One area that didn't fare as well was women's health, with investments in that space sinking a significant 47% – though, at 52, the number of deals increased by 20%.
Globally, venture capital firms have started to shift their focus. Investment in North America remained relatively flat during Q2 at $10.5 billion, compared to $10.6 billion in Q1. California recorded the highest number of deals in the U.S. at 66, though this is a 14% decline from the first quarter. At 47, the number of deals in New York remained stable.
Asia was the beneficiary of the shift in investment focus, seeing a 98% increase in the amount invested: close to $5 billion, all told. Funding in Europe also saw an increase, from $1.5 billion to $2.3 billion, quarter-to-quarter.
Across the board, early-stage funding was in decline, making up just 46% of all deals in the quarter, continuing a downward trend that began in Q3 2019.
THE LARGER TREND
The potential for telehealth to address the COVID-19 novel coronavirus is drawing the interest of venture capitalists, who are already pouring money into the space and may increase their activity as the model grows in viability and popularity.
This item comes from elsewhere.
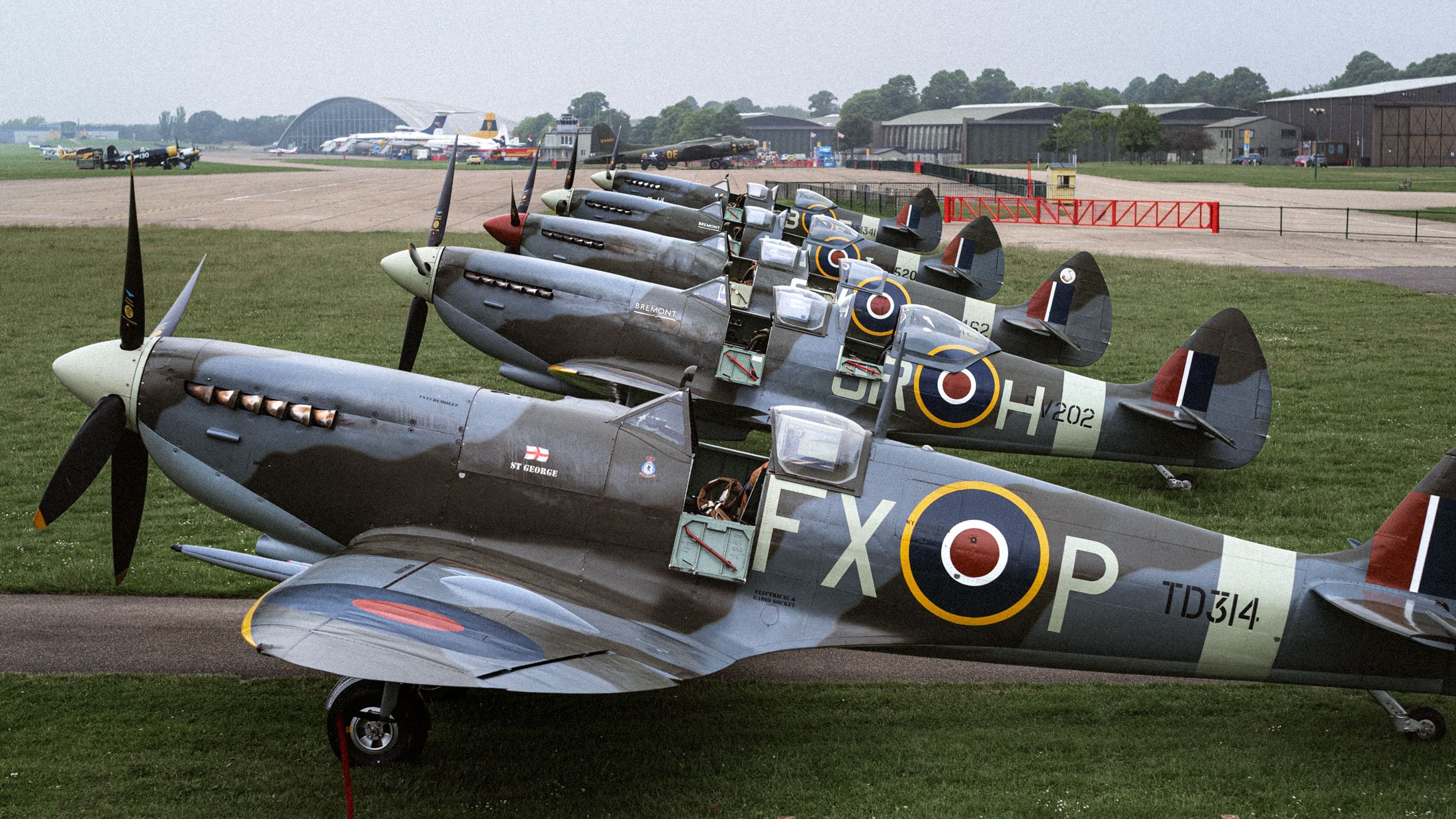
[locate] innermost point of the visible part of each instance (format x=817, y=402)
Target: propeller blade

Steven Shill, national leader at the BDO Center for Healthcare Excellence and Innovation, sees this confluence of factors as a "perfect storm" that could lead to a dramatically increased ability to screen and test people for the virus, protecting not only the public but the healthcare professionals who are treating patients.
Private equity and venture capital have spent a lot of money in the space, because they're believers in disruption and changing old paradigms, said Shill. Significant investments have been made as of late.
K Health, makers of an artificial intelligence-powered medical app, recently raised about $28 million to replace initial doctors' visits for certain conditions, for example. And Aurora Health recently dedicated roughly $126 million to prevent illnesses and lower costs.